I’m pretty sure the first time I heard Graham Parker & The Rumour was on the old KRST-FM in 1979. The band had been branded as New Wave by American AOR disc jockeys, and the folks at the local radio station that used the god Pan as part of their logo were no exception. Really, Parker and his ensemble came up through a very interesting and underrated British rocanrol subgenre known as pub rock. Their stripped down, blues-inflected, working-class affirmative version of rock and roll music came before punk and new wave. It was a reaction to the outrageous excesses of Brit rock culture in the mid ’70s and took itself fairly seriously. Parker and his gang continue aging with righteous indignation and an intensely accurate sense of what jams with Mystery Glue, the band’s second release since reforming in 2011. I liked opener “Transit of Venus” and number nine track “I’ve Done Bad Things” the best.

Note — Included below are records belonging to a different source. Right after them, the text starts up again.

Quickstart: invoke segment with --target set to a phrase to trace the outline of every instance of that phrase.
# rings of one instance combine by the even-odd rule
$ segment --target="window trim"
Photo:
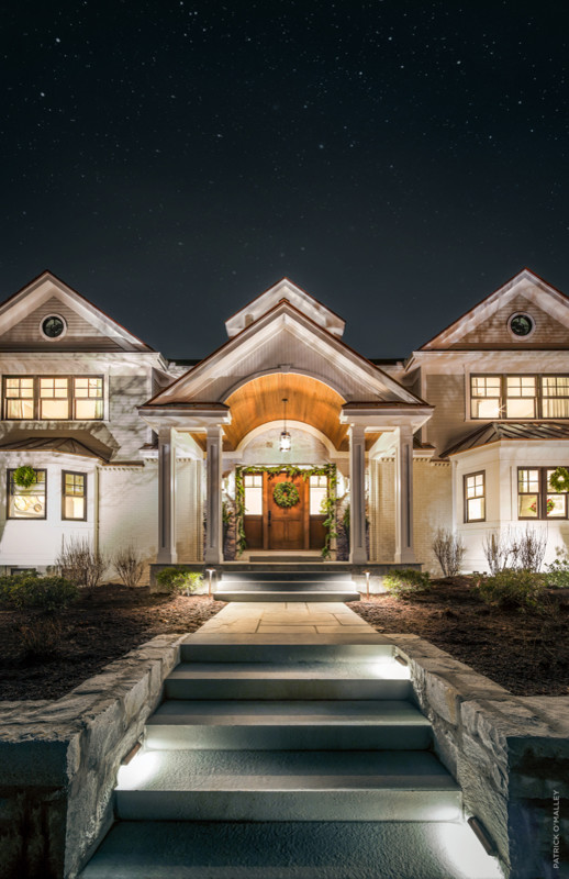
[[[7,414],[8,413],[8,398],[7,398],[7,393],[5,393],[7,392],[7,381],[8,381],[8,379],[15,379],[15,378],[19,378],[19,379],[31,378],[31,379],[33,379],[34,416],[32,419],[10,419],[10,418],[8,418],[8,414]],[[40,379],[42,379],[42,378],[66,378],[67,379],[67,401],[68,401],[68,405],[69,405],[69,409],[68,409],[69,418],[67,418],[67,419],[42,419],[42,418],[40,418],[40,412],[41,412]],[[92,398],[79,397],[79,398],[77,398],[75,396],[75,379],[78,379],[78,378],[86,378],[86,379],[99,378],[99,379],[101,379],[101,382],[102,382],[101,397],[92,397]],[[53,374],[44,375],[44,374],[35,374],[35,372],[34,374],[15,374],[15,375],[5,374],[5,375],[2,376],[2,421],[13,421],[13,422],[18,422],[18,423],[22,423],[22,422],[25,422],[25,421],[42,421],[42,422],[48,422],[48,421],[58,421],[58,422],[104,421],[105,420],[105,418],[104,418],[105,409],[107,409],[107,401],[105,401],[105,396],[104,394],[105,394],[104,375],[100,374],[100,372],[92,372],[90,375],[85,375],[82,372],[81,374],[77,374],[77,375],[74,374],[74,372],[59,372],[59,374],[56,374],[56,375],[53,375]],[[14,399],[14,398],[12,398],[12,399]],[[65,398],[60,397],[58,399],[64,400]],[[76,401],[77,400],[85,400],[85,399],[101,400],[101,402],[102,402],[102,414],[101,414],[100,418],[94,418],[94,419],[76,419],[75,418]]]
[[[500,378],[500,397],[476,397],[472,393],[472,380],[475,378]],[[506,415],[507,405],[507,379],[509,378],[534,378],[535,379],[535,397],[512,397],[512,400],[535,400],[536,414],[534,418],[509,418]],[[544,378],[569,378],[569,372],[470,372],[468,377],[468,396],[469,396],[469,421],[477,422],[491,422],[491,421],[569,421],[569,415],[544,415],[544,399],[547,400],[569,400],[569,394],[566,397],[551,397],[544,394],[543,380]],[[481,419],[473,414],[473,402],[476,400],[495,400],[499,399],[499,415],[495,419]],[[534,468],[535,469],[535,468]]]
[[[82,494],[67,494],[65,491],[65,477],[66,476],[82,476],[83,478],[83,493]],[[65,514],[65,499],[66,498],[82,497],[83,499],[83,514],[82,516],[68,516]],[[62,470],[62,522],[87,522],[87,474],[80,470]]]
[[[569,491],[548,491],[547,490],[547,470],[556,470],[557,466],[539,466],[536,467],[535,465],[526,464],[524,466],[520,466],[516,469],[516,487],[515,487],[515,497],[516,497],[516,518],[518,522],[567,522],[569,519]],[[533,491],[520,491],[520,470],[537,470],[538,474],[538,485],[537,485],[537,515],[520,515],[520,497],[524,494],[534,494]],[[547,515],[547,496],[548,494],[565,494],[565,515],[555,515],[548,516]],[[544,515],[545,510],[545,515]]]
[[[18,470],[18,467],[8,467],[5,470],[5,519],[7,521],[11,522],[45,522],[47,519],[47,467],[34,467],[36,474],[45,474],[44,479],[44,514],[43,515],[10,515],[10,499],[12,498],[12,493],[10,491],[12,481],[10,479],[10,474],[13,474]]]
[[[467,479],[472,479],[475,476],[482,477],[482,494],[477,496],[476,498],[468,498],[467,497]],[[477,500],[478,498],[482,498],[484,501],[484,515],[482,519],[470,519],[468,515],[468,501]],[[486,497],[486,470],[476,470],[472,474],[465,474],[462,476],[462,499],[464,499],[464,520],[465,524],[471,524],[477,522],[486,522],[486,507],[487,507],[487,497]]]

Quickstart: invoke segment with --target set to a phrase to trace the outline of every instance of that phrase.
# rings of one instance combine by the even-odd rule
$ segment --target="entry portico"
[[[267,535],[271,526],[268,501],[272,494],[268,493],[267,479],[274,480],[272,492],[276,474],[282,467],[282,472],[295,475],[299,486],[306,483],[298,503],[306,503],[305,543],[302,545],[309,546],[309,530],[312,527],[315,533],[313,526],[317,523],[313,520],[319,519],[320,512],[315,499],[322,488],[313,491],[312,480],[306,477],[319,468],[321,474],[332,472],[332,466],[341,485],[337,490],[334,480],[337,491],[334,510],[338,516],[343,512],[348,523],[345,531],[349,534],[349,557],[346,560],[365,565],[369,559],[368,523],[372,520],[377,531],[380,515],[370,501],[369,464],[380,456],[392,456],[394,460],[395,545],[391,558],[373,560],[415,563],[413,434],[431,418],[432,408],[349,348],[342,341],[344,321],[286,279],[237,312],[225,325],[230,336],[225,345],[138,410],[157,435],[157,563],[222,563],[222,504],[233,503],[234,518],[247,519],[253,508],[250,504],[249,509],[239,508],[236,503],[235,475],[255,474],[256,467],[259,475],[265,472],[265,488],[261,480],[256,483],[258,509],[255,512],[263,520],[259,534]],[[281,452],[277,443],[283,400],[287,400],[287,424],[292,437],[289,452]],[[200,470],[204,469],[202,558],[179,558],[176,549],[176,533],[181,525],[176,521],[177,510],[178,514],[180,510],[180,502],[176,501],[176,461],[183,458],[197,461],[196,479],[202,478]],[[254,493],[252,490],[252,498]],[[287,510],[283,519],[287,519]],[[241,526],[246,534],[243,522]],[[201,528],[197,519],[194,527]],[[328,522],[327,527],[336,533],[334,523],[331,526]],[[193,543],[201,545],[202,541]],[[263,545],[271,546],[266,539]],[[333,557],[337,558],[339,550],[334,539],[328,545]]]

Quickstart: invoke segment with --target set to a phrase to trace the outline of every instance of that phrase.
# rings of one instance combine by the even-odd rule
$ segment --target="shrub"
[[[169,592],[179,592],[190,596],[203,582],[203,575],[199,571],[185,570],[185,568],[163,568],[156,574],[156,580],[168,589]]]
[[[569,558],[560,556],[547,566],[547,574],[545,575],[547,586],[554,586],[557,589],[569,589]]]
[[[466,550],[465,544],[457,534],[446,528],[438,528],[433,539],[433,552],[445,577],[456,577],[457,574],[460,574]]]
[[[20,644],[26,659],[45,660],[64,652],[62,621],[53,616],[30,616],[19,628]]]
[[[478,591],[487,604],[516,608],[521,611],[542,610],[545,578],[524,568],[504,568],[491,577],[482,577]]]
[[[125,586],[138,586],[143,576],[144,561],[135,546],[130,544],[113,556],[113,566]]]
[[[67,544],[64,539],[56,565],[62,575],[76,586],[94,589],[100,585],[109,561],[89,541],[71,538]]]
[[[64,577],[38,577],[36,574],[15,574],[0,578],[0,600],[15,610],[42,610],[55,613],[67,608],[78,597],[77,586]]]
[[[415,594],[431,588],[428,574],[413,568],[394,568],[383,577],[383,585],[394,596]]]

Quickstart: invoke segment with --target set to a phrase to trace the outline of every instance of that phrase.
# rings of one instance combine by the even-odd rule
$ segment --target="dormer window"
[[[102,376],[4,376],[9,421],[96,421],[104,415]]]

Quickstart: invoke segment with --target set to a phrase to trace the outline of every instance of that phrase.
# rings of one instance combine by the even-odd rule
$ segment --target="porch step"
[[[215,601],[359,601],[359,592],[261,592],[245,589],[217,589]]]
[[[121,821],[80,879],[499,879],[458,822]]]
[[[420,750],[431,743],[428,720],[391,700],[170,700],[146,724],[146,746],[156,750]]]
[[[409,675],[397,663],[180,663],[165,681],[167,699],[410,699]]]
[[[145,765],[147,764],[147,766]],[[127,821],[438,821],[460,815],[460,790],[422,752],[146,752],[121,769]]]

Platform by Holly Herndon is just one magnificent yet modest example of how the future will sound. Possessing an ability to craftily disguise itself as pop or electronica, this is actually a recording of high art, incorporating musical methodologies that declare the triumph of the human voice over its mechanical and digital successors. Featured vocalist Claire Tolan—an American, Berlin-based programmer and artist who explores human-computer interactions—does an amazing job of describing the complex sonic psychogeographies rendered by Herndon. On pieces such as “Interference” and “Lonely at the Top,” Herndon takes the tuition of likely predecessor Laurie Anderson to levels that might have seemed outrageously avant-garde in 1980, and are still deeply descriptive of things to come—as today becomes tomorrow. In Herndon’s vision of that place, the humans won, though the price they paid is manifested as dissonance and sonic tension.